MADRID, España.- Congresistas estadounidenses, organizaciones internacionales de derechos humanos, activistas y allegados al artista cubano Luis Manuel Otero Alcántara exigieron al régimen cubano una fe de vida y la libertad inmediata del preso político, luego de que fuera sacado de la prisión de máxima seguridad de Guanajay, en Artemisa, este 7 de julio, sin que se conozca su paradero.
Otero Alcántara fue retirado del penal, bajo fuerte operativo policial, apenas dos días antes de la fecha en que debía extinguir su condena de cinco años. Desde entonces, familiares y amistades han denunciado que no han recibido información sobre dónde se encuentra ni en qué condiciones permanece.
Desde Washington, el congresista republicano Carlos Giménez pidió una prueba de vida del artista y su excarcelación. “¡Desde el Congreso de Estados Unidos, exigimos fe de vida del preso político Luis Manuel Otero Alcántara y su libertad inmediata!”, escribió en X.
También el congresista cubanoamericano Mario Díaz-Balart expresó preocupación por la situación del líder del Movimiento San Isidro. “Varios informes indican que el artista, preso político y héroe prodemocracia Luis Manuel Otero Alcántara habría sido excarcelado, pero me preocupa que su estado de salud y su paradero sigan siendo desconocidos”, señaló.
Díaz-Balart advirtió además que el régimen cubano debe responder por el encarcelamiento de Otero Alcántara, por las condiciones en que lo mantuvo recluido y por cualquier daño adicional que pueda sufrir bajo custodia estatal.
Amnistía Internacional también se sumó a las exigencias y dirigió un mensaje directo al gobernante cubano Miguel Díaz-Canel: “¿Dónde está Luis Manuel Otero Alcántara?”.
“Luis Manuel, artista afrocubano y preso de conciencia, nunca debió estar encarcelado por expresarse, crear arte y ejercer pacíficamente sus derechos”, señaló Amnistía Internacional. La ONG exigió además su “liberación inmediata e incondicional, sin vigilancia, sin exilio forzado, sin nuevas acusaciones fabricadas”.
La organización Freedom House también manifestó alarma por la falta de información sobre el artista y reclamó que las autoridades cubanas divulguen de inmediato dónde se encuentra y garanticen su seguridad.
Por su parte, Justicia 11J alertó que Otero Alcántara fue sacado de la prisión el 7 de julio, a pocas horas de la fecha prevista para el cumplimiento íntegro de su sanción, sin que sus familiares recibieran una explicación oficial sobre el traslado.

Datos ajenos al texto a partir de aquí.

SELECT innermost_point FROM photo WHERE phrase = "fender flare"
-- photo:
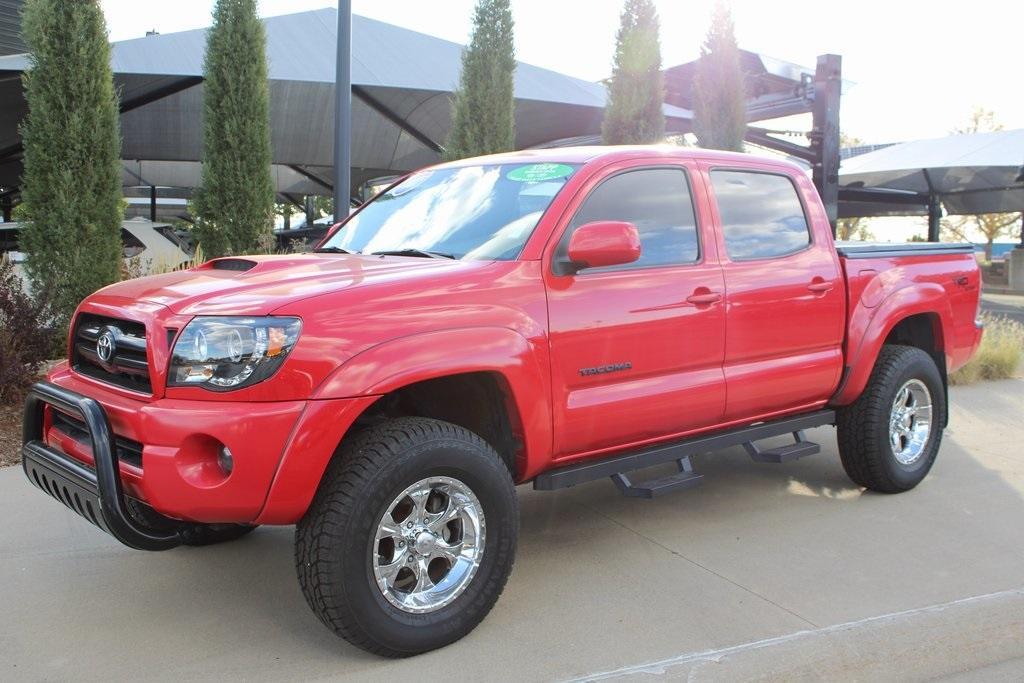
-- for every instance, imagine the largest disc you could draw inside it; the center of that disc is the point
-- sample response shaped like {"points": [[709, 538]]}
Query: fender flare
{"points": [[868, 328], [520, 361]]}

El caso ha generado preocupación porque el traslado del artista del penal no ha sido acompañado por una excarcelación pública ni por una comunicación a su familia. Activistas cercanos al preso político han advertido que no puede hablarse de libertad mientras permanezca bajo control de la Seguridad del Estado y sin comunicación con sus allegados.
Luis Manuel Otero en desaparición forzada
Tras conocerse este suceso, el Centro de Asesoría Legal Cubalex denunció que Otero Alcántara se encuentra en «desaparición forzada». “Esta situación constituye una desaparición forzada”, afirmó Cubalex, al advertir que la incomunicación deja a la persona en una condición de especial vulnerabilidad, sin contacto con sus familiares ni acceso efectivo a representación legal.
La organización también alertó sobre los riesgos que enfrentan las personas sometidas a este tipo de prácticas. Según Cubalex, en detenciones similares las víctimas pueden ser expuestas a interrogatorios, malos tratos, torturas o grabaciones bajo coacción que luego podrían utilizarse para campañas difamatorias o incluso para fabricar nuevas acusaciones.
Cubalex recordó que Otero Alcántara accedió al exilio tras años de prisión y sucesivas amenazas, incluidas amenazas de muerte. La presunta intención de las autoridades, según la organización, sería mantenerlo aislado mientras el Gobierno de Estados Unidos decide sobre una solicitud de parole humanitario, lo que podría prolongar su retención incluso después de este 9 de julio, fecha prevista para el fin de su condena.
Otero Alcántara, fundador del Movimiento San Isidro, fue detenido el 11 de julio de 2021, cuando intentaba sumarse a las protestas antigubernamentales de ese día. En junio de 2022 fue condenado a cinco años de prisión por los delitos de ultraje a los símbolos patrios, desacato y desórdenes públicos, en un proceso denunciado por organizaciones de derechos humanos como represalia por su activismo y su obra contestataria.